Tuesday, May 29, 2007

Play nice with Zend Framework

Glad to announce that I managed to integrate Zend_Search_Lucene with Seagull framework. I used bridge pattern to close the gap to it, and have written a little IndexBuilder class that makes use of strategies to harvest search targets. Made a strategy for articles in database so they are searchable.

Was a bit concerned about performance side of the thing, just imagine that ZF uses Apache Lucene`s java based search engine & I made a wrapper around a wrapper, sound pretty silly btw :) On win box I needed quite a few seconds do generate/search even small indices. The biggest surprise came when I made it in work on linux (debian/vserver) server, its lightning fast, so slowness on win is probably a local environmental issue.
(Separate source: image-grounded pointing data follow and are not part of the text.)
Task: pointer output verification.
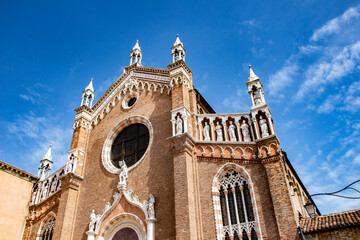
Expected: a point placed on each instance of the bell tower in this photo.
(178, 50)
(45, 165)
(260, 111)
(88, 95)
(136, 54)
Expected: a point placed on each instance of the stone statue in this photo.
(93, 221)
(70, 164)
(264, 128)
(151, 210)
(45, 191)
(231, 132)
(179, 128)
(53, 185)
(257, 101)
(218, 128)
(33, 197)
(206, 132)
(123, 174)
(245, 131)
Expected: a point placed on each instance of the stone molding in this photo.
(220, 231)
(71, 181)
(146, 207)
(182, 143)
(110, 138)
(127, 87)
(8, 168)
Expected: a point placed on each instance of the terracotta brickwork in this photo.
(155, 175)
(343, 234)
(180, 169)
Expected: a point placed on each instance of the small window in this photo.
(131, 102)
(130, 145)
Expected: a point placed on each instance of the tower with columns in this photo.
(45, 165)
(136, 54)
(151, 159)
(88, 95)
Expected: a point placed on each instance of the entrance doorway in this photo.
(126, 234)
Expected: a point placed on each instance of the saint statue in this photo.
(123, 175)
(245, 131)
(231, 132)
(179, 128)
(218, 129)
(93, 221)
(263, 126)
(151, 210)
(206, 132)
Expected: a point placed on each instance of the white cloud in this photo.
(335, 25)
(37, 133)
(327, 71)
(249, 23)
(309, 49)
(283, 78)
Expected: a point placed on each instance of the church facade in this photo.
(152, 160)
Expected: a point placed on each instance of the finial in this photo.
(137, 45)
(90, 86)
(177, 40)
(252, 75)
(48, 154)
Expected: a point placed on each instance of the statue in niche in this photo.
(70, 163)
(123, 175)
(45, 191)
(231, 132)
(179, 128)
(245, 131)
(94, 219)
(33, 197)
(151, 210)
(206, 132)
(257, 101)
(264, 128)
(53, 185)
(218, 128)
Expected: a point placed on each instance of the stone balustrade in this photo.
(226, 127)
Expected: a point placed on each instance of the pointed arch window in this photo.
(237, 214)
(48, 229)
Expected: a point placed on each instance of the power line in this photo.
(342, 196)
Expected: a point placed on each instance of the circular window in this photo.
(131, 102)
(130, 145)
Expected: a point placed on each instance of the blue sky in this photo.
(306, 53)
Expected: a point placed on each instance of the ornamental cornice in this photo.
(178, 64)
(183, 143)
(83, 109)
(128, 87)
(18, 172)
(71, 180)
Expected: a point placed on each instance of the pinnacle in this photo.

The index size is really acceptable (if you design fields of documents correctly), so it scales well.

Most people use LIKE SQL queries for searches, it has serious limitations (it is enough for simple cases), example: search in multiple fields, various boost factors.

More still to come (release/wiki), if somebody needs it badly leave a message here

2 comments:

demianturner@gmail.com said...

Sounds really interesting, would love to hear more how you did it.

pentarim said...

Hi Demian,

I have made a class SGL_Search that holds the bridge to Zend_Search_Lucene, it adds some functionality as SGL path information, added useful functions as drop, getPagedData, isIndexDefined. ZF cant implement this because they work with full path, & I have added some rules for storing indices

"vardir"/search/index/"indexname"/"language_encoding".

The SGL_Search_IndexBuilder class supports multilingual index generation, with strategy pattern, so a strategy could be deployed for whatever type of content SGL has (cms, custom content).

Preparing the documentation (will make a wiki entry of it) with some improvements with alpha release of this thingie.

Have my todo on admin backend because its really unserious for now, just a simple manager without reindex ranges, updating indices without drop etc. But when it is done it will be published.